As I said, Hanff’s wit shines through from the page and you begin to feel as though you are listening to someone rattling off anecdote after anecdote to an enraptured audience. Even the poverty that she experiences is made to feel hilarious. Not in a way that cheapens it or lessens the impact it had, but in a manner that makes you feel that it was a lived experience that, while horrific and soul-destroying at the time, was far enough removed from the present day that the participants could reflect ruefully on it. And, given that this book was first published in 1961, enough of her audience would have had similar experiences that they may have found them quite resonant.
As a reader who came to the book forty-something years after it was first published, I found it a fascinating snapshot of a different time. For a long time, I’ve had an interest in how writers lived and worked during the middle of the Twentieth Century (for whatever reason, I’ve been especially interested in New York’s SF scene in the 30s and the London theatre crowd of the 50s), and this seemed like it would be another glimpse into a forgotten time. I’d read a lot of other biographies, autobiographies and memoirs of authors and I was starting to cross-reference the people they were talking about as well as the editors, publishers and producers they were dealing with.
However, I was not expecting to laugh out loud as much as I did. At the time, I was familiar with Hanff’s work through 84, Charing Cross Road and its successor, The Duchess Of Bloomsbury Street; here, though, I had a whole new aspect of her life explained to me. And, while 84, Charing Cross Road remains the only book in existence that I will think less of a person for not enjoying, this is probably my favourite of her books. When I read it, I was trying to break into writing (twenty years later, I can report that nothing much has changed on that front), and Hanff’s recollections of someone who had a much bigger and more influential network than me and was still struggling made me feel a lot better about my own efforts.

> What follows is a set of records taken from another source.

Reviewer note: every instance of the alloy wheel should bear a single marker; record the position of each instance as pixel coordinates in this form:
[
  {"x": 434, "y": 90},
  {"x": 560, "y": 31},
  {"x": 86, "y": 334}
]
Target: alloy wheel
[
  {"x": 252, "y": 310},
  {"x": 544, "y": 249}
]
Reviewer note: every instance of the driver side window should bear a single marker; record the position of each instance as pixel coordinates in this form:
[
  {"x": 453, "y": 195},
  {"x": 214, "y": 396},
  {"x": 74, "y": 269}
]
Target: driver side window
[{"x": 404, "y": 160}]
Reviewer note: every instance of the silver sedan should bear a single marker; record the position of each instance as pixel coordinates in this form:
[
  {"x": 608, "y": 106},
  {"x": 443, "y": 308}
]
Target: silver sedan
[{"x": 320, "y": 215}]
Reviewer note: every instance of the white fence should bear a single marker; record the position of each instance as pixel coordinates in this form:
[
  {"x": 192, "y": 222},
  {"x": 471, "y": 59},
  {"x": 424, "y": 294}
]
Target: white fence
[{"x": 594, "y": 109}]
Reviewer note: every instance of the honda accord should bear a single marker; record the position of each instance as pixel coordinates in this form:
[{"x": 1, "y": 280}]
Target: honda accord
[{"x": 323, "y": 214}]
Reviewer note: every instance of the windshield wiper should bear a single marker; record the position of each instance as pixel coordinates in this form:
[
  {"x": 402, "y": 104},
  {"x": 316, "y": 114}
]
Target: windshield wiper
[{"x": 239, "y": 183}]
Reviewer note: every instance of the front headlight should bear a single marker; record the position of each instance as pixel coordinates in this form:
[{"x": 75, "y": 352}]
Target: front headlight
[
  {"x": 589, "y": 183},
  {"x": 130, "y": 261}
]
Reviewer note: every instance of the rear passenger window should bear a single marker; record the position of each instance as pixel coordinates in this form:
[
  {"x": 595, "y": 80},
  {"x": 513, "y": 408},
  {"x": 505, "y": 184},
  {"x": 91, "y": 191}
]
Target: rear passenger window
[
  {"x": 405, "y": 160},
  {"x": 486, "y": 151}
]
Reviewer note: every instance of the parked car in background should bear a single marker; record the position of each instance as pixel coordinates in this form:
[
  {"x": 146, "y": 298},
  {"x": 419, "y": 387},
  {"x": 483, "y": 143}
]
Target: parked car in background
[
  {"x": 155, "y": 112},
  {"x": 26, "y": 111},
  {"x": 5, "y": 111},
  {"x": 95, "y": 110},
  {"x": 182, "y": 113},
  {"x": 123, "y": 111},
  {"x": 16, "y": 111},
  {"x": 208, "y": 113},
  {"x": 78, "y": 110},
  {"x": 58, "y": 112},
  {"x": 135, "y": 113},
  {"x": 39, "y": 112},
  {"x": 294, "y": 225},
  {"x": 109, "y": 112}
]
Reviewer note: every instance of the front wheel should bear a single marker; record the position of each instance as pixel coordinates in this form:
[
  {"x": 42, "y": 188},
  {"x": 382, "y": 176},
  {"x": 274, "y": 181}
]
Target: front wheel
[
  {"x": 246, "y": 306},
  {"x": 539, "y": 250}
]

And it’s hilarious while still being very astute about how Hanff dealt with the rejections she was getting. She talks a lot about what she did to support herself while still maintaining herself as a writer (the chapter in which she recounts being an outside reader for a movie studio is wonderful). She’s quite blasé about the process of writing because she understands that each writer needs to find their own rhythm, and that the casual reader is not really interested in how writers go about producing their exalted works. But she effortlessly deflates herself every time she feels that she’s beginning to get a little “mystical” about the process. And, as a neophyte writer who could wax not-terribly-lyrical for ages at a time about the creative process and who had read more books about writing than is generally considered wise, this was a Good Thing.
But what I also love about this book is Hanff’s matter-of-factness, her refusal to let anything get her down: her lack of money; her lack of success; bedbugs; her terrible maths; even a sainted Oxford don who has authored a beloved fantasy text cannot cow her! Her tenacity in reaching for success during one of the most desperate and competitive times in modern history is, if not inspirational, at least guaranteed to make you look at your own situation a little more fondly.